Rep: Dadang Kurnia/ Red: Muhammad Fakhruddin
Gapasdap Keluhkan Kenaikkan Tarif Penyeberangan yang tidak Sesuai Hitungan (ilustrasi).
Foto: ANTARA/Andri Saputra
Gapasdap Keluhkan Kenaikkan Tarif Penyeberangan yang tidak Sesuai Hitungan (ilustrasi).

REPUBLIKA.CO.ID,SURABAYA -- Menteri Perhubungan Budi Karya Sumadi menyebutkan, keputusan pemerintah menaikkan tarif penyeberangan sebesar 11 persen berdasarkan pertimbangan realistis. Bahkan menurutnya, kenaikan tarif tersebut dengan mempertimbangkan biaya logistik dan transportasi.

Namun demikian, Ketua Umum Gabungan Pengusaha Nasional Angkutan Sungai, Danau, dan Penyeberangan (Gapasdap), Khoiri Soetomo mengatakan, keputusan pemerintah tersebut tidak berdasar pada perhitungan yang benar. Karena tidak sesuai dengan besaran yang diajukan operator angkutan penyeberangan, yang sebelumnya bahkan telah disetujui atas dasar perhitungan dan analisa yang dilakukan Kemenhub beserta Gapasdap dengan melibatkan stakeholder.

Baca Juga

"Mengacu pada Peraturan Menteri Perhubungan nomor 66 tahun 2019, saat itu perhitungan tarif masih kurang 35,4 persen dari HPP operasional kapal penyeberangan.

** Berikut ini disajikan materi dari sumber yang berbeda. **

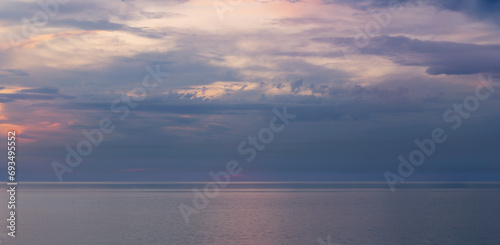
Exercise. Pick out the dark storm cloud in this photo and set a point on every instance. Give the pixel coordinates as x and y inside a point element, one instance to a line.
<point>449,58</point>
<point>42,90</point>
<point>42,93</point>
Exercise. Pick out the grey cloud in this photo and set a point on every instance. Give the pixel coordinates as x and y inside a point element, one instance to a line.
<point>42,90</point>
<point>476,9</point>
<point>449,58</point>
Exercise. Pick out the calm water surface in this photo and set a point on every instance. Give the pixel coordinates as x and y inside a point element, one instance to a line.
<point>260,214</point>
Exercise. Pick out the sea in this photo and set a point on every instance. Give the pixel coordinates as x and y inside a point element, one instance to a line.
<point>254,213</point>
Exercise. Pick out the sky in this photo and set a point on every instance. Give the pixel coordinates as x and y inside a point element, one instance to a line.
<point>365,79</point>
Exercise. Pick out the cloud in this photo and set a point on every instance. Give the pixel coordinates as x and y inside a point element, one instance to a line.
<point>483,10</point>
<point>41,90</point>
<point>449,58</point>
<point>13,72</point>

Kekurangan tarif tersebut jauh sebelum adanya kenaikan BBM subsidi dari pemerintah sebesar 32 persen," ujarnya, Kamis (10/11).

Khoiri juga menyayangkan keputusan Menhub yang hanya menaikkan tarif sebesar 11 persen, karena perhitungannya tidak melibatkan stakeholder tarif sesuai dengan Peraturan Menteri Perhubungan nomor 66 tahun 2019. Maka dari itu, kenaikkan tarif yang tertuang dalam Keputusan Menteri Perhubungan nomor 184 tahun 2022 dianggapnya melanggar perundang-undangan. 

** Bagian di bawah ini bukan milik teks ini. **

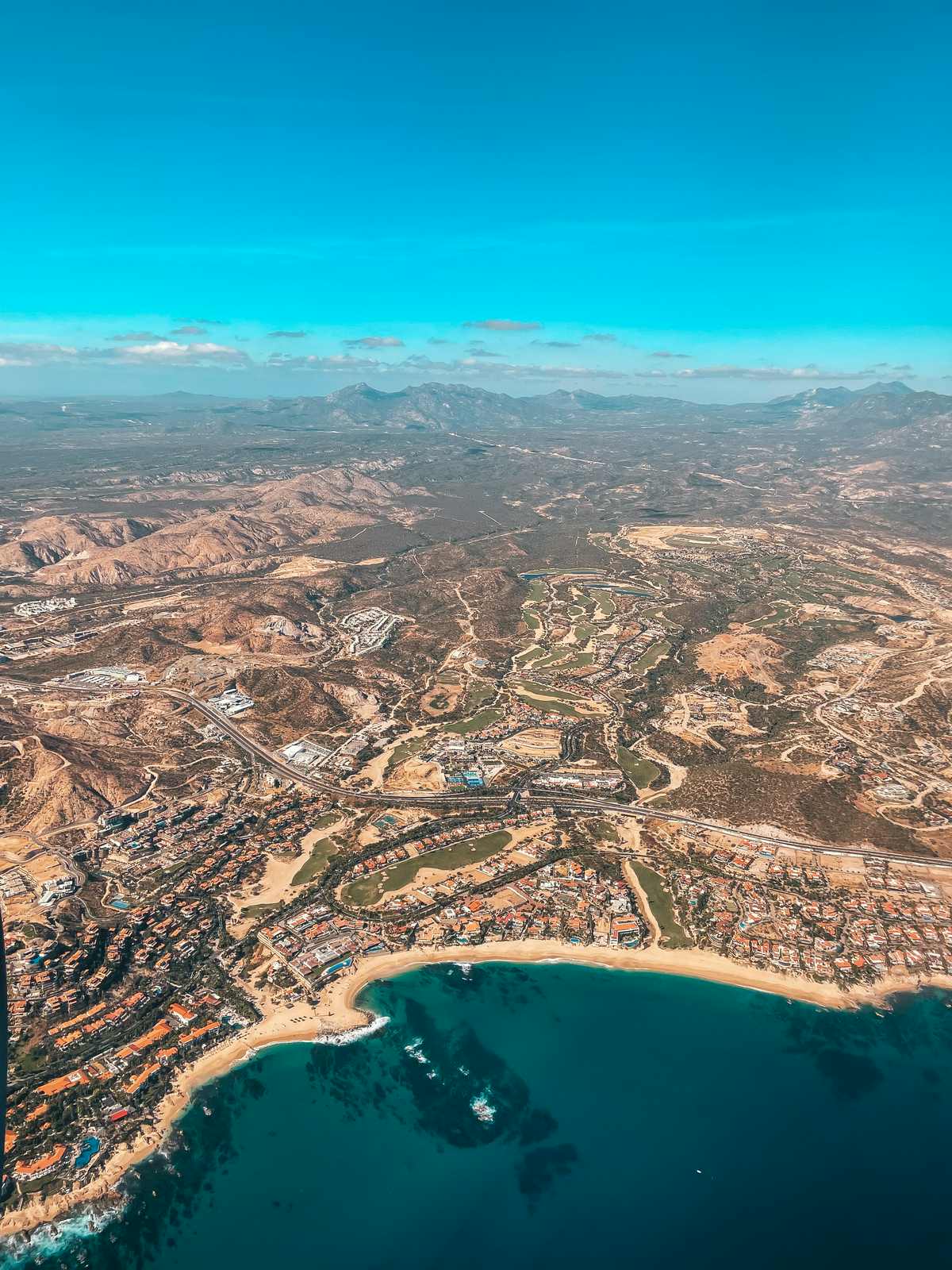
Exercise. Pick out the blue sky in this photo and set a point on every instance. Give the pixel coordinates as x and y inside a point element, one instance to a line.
<point>708,201</point>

Khoiri pun mempertanyakan pernyataan Menteri Perhubungan yang mengatakan kenaikan tarif sebesar 35,4 persen akan mengakibatkan dampak kenaikan inflasi yang tinggi. Menurutnya, pernyataan ini tidak berdasarkan analisa dan perhitungan yang benar. 

"Kami Gapasdap siap dipertemukan Kemenhub, pengamat kebijakan publik, perwakilan masyarakat YLKI, dan Badan Kebijakan Transportasi Balitbang Kemenhub," ujar Khoiri.

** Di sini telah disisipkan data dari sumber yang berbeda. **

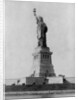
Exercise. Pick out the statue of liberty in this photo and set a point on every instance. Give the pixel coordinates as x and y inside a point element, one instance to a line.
<point>41,30</point>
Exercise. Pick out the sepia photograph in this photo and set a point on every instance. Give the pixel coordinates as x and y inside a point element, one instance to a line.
<point>39,50</point>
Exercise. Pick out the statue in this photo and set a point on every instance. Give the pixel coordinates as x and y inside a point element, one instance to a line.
<point>41,30</point>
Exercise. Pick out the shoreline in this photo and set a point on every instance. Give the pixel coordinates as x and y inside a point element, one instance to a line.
<point>39,92</point>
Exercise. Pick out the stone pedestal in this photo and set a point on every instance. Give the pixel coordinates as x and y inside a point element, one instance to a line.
<point>42,63</point>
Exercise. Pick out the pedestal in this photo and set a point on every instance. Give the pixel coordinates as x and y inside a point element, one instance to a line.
<point>42,63</point>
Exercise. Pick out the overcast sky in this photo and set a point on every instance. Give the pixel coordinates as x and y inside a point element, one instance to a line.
<point>21,36</point>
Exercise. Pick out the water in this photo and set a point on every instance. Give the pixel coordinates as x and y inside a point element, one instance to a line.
<point>53,95</point>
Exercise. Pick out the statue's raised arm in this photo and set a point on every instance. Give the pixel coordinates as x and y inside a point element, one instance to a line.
<point>41,30</point>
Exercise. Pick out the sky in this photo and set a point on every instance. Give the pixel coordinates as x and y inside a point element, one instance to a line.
<point>21,36</point>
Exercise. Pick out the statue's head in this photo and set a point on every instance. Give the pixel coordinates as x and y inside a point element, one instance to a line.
<point>40,19</point>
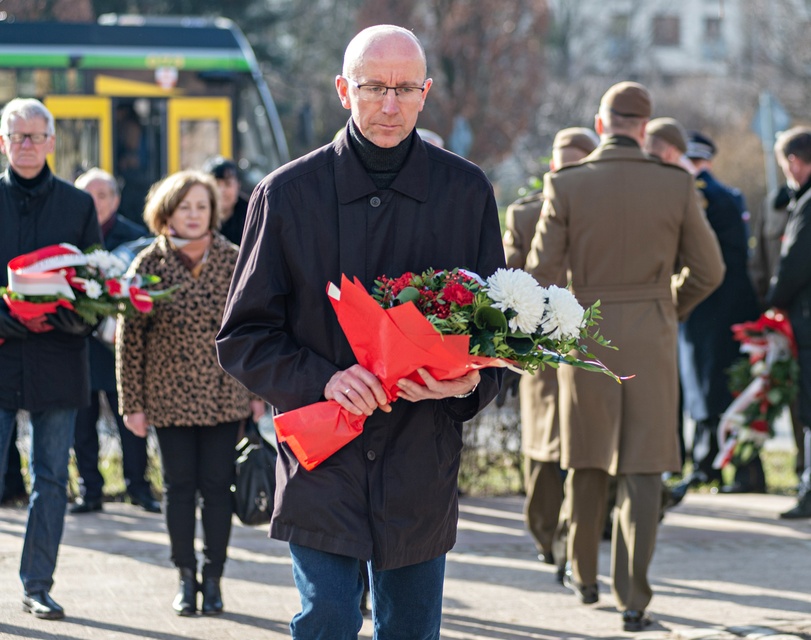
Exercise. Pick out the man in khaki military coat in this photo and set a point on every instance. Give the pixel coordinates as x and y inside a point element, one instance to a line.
<point>540,434</point>
<point>623,221</point>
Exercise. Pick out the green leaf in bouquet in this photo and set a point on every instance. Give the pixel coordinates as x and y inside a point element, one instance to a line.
<point>409,294</point>
<point>522,345</point>
<point>487,317</point>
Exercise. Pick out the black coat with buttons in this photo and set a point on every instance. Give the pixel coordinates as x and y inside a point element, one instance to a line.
<point>390,494</point>
<point>48,370</point>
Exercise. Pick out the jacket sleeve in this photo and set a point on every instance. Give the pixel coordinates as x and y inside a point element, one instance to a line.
<point>794,269</point>
<point>130,356</point>
<point>700,254</point>
<point>256,342</point>
<point>490,258</point>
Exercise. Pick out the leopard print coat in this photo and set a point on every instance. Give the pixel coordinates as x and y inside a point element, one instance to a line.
<point>166,361</point>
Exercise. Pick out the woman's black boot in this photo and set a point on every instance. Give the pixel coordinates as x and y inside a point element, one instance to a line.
<point>212,597</point>
<point>185,602</point>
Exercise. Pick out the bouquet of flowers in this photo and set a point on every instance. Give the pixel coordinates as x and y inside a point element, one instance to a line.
<point>91,283</point>
<point>763,382</point>
<point>448,322</point>
<point>509,317</point>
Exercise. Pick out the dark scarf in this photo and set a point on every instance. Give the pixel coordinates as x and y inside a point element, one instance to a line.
<point>381,164</point>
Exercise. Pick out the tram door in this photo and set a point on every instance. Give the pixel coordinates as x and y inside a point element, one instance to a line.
<point>138,139</point>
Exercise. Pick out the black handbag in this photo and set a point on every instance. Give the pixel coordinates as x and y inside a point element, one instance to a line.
<point>255,481</point>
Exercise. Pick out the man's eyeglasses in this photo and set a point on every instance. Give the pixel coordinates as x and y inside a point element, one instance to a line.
<point>19,138</point>
<point>377,92</point>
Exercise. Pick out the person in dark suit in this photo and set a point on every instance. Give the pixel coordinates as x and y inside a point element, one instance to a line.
<point>116,230</point>
<point>233,205</point>
<point>791,286</point>
<point>706,345</point>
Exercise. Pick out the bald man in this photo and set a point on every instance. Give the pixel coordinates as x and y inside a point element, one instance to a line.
<point>378,200</point>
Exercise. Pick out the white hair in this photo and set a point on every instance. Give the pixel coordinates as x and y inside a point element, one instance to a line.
<point>25,109</point>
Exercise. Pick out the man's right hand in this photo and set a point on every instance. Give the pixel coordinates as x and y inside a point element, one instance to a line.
<point>9,327</point>
<point>357,390</point>
<point>136,422</point>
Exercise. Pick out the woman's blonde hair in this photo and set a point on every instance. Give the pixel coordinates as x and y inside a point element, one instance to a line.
<point>165,196</point>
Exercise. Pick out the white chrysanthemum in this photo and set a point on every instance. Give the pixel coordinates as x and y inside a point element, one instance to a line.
<point>564,314</point>
<point>92,289</point>
<point>109,264</point>
<point>516,290</point>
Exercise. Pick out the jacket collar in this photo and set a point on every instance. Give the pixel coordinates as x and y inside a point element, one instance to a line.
<point>353,183</point>
<point>11,178</point>
<point>618,148</point>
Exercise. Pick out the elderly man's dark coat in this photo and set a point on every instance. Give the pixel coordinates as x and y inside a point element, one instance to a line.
<point>390,494</point>
<point>46,370</point>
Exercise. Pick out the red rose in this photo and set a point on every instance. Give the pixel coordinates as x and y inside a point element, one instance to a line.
<point>457,293</point>
<point>113,287</point>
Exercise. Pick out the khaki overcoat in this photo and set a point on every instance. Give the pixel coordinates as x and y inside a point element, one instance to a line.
<point>624,222</point>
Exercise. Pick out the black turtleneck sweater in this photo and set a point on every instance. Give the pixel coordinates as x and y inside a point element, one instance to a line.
<point>32,183</point>
<point>382,165</point>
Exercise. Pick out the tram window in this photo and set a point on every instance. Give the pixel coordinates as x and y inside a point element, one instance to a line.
<point>199,140</point>
<point>8,85</point>
<point>77,145</point>
<point>254,138</point>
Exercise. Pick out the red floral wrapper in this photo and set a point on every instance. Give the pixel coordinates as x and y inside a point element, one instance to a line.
<point>392,344</point>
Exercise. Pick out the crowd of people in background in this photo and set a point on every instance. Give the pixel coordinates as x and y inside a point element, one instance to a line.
<point>630,214</point>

Khoiri menjabarkan, pengaruh kenaikan tarif angkutan penyeberangan ketika naik 35,4 persen terhadap harga komoditas hanya sebesar 0,11 persen. Sebagai contoh truk pengangkut beras seberat 30 ton yang menyeberang di lintas Merak-Bakauheni tarifnya sebesar Rp. 974.278. Bila naik sebesar 35,4 persen, lanjut Khoiri, maka biaya menyeberang akan menjadi Rp. 1.319.172.

"Sehingga besaran kenaikan adalah Rp. 344.894 untuk 30 ton beras, dimana harga komoditas beras 30 ton adalah 300 juta rupiah bila perkilonya sebesar Rp 10 ribu," ujarnya. Artinya, lanjut Khoiri, dampak kenaikan terhadap harga komoditas yang diangkut truk tersebut hanya sebesar 0,11 persen atau Rp. 11,4 per kilogramnya.

Jadi, tambah Khoiri, tidak ada alasan Menhub tidak bisa menaikkan tarif dengan besaran perhitungan yang sebenarnya, dimana Kemenhub pun sebelumnya ikut terlibat menghitung besarannya. Kenaikan tersebut, lanjut Khoiri, untuk menjamin standarisasi keselamatan dan standarisasi pelayanan kenyamanan sebagai representatif bentuk tanggung jawab terhadap keselamatan dan kenyamanan transportasi laut.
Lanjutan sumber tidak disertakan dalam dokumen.